Another important factor is the construction of the searches from which these ratios are derived. As described above, the searches that we require must be representative, rather than comprehensive. While we candidly admit that a perfectly comprehensive keyword search is out of reach, we can define a representative search as a search that has the same full text coverage ratio as the theoretical idealized search would have. The absolute number of items returned might widely differ from those of the “perfect” search, but the ratio would be the same.
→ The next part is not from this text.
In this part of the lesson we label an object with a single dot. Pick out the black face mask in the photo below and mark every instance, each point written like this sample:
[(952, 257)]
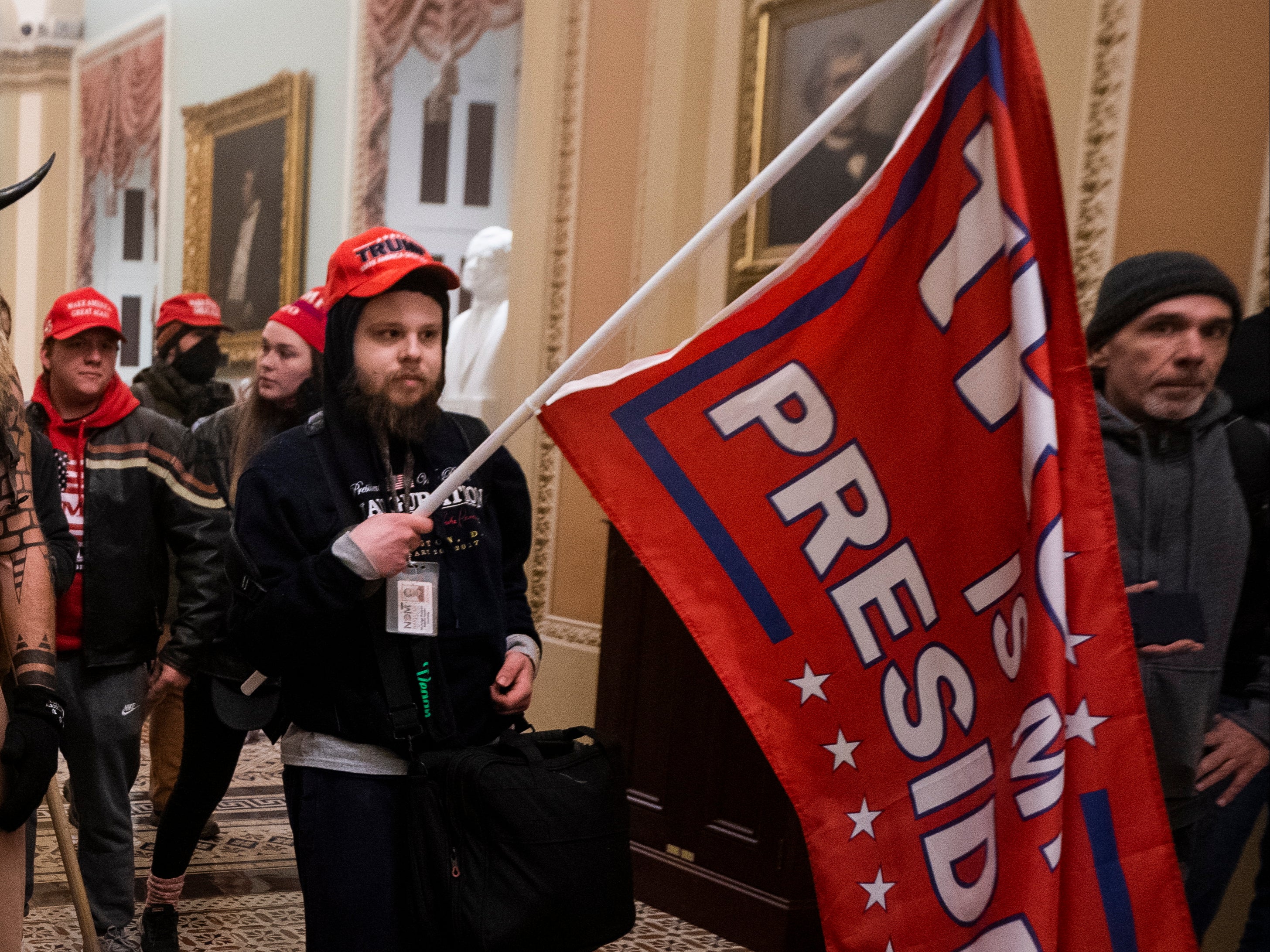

To illustrate with an example, we can acknowledge that many items relevant to biology will be excluded from a keyword search for “biology,” just as some irrelevant items will be included. Such a search may even return only a small fraction of the total number of relevant items. But we can hypothesize that such a search resembles the actual total set of relevant biology items well enough to provide insights into the relative strength of the library’s holdings in this discipline. One possible means of testing the representativeness of any given search would be to compare the ratio of one hypothetically representative search to the average ratio returned by a much larger number of narrower searches. For example, to test “biology” as the representative search for that discipline, we might calculate the average FTCR for a much larger number of individual searches, carefully defined to represent the full scope of the biological sciences. A close similarity between this more rigorously defined FTCR and the more basic “representative” one would help to confirm or invalidate the validity of the latter.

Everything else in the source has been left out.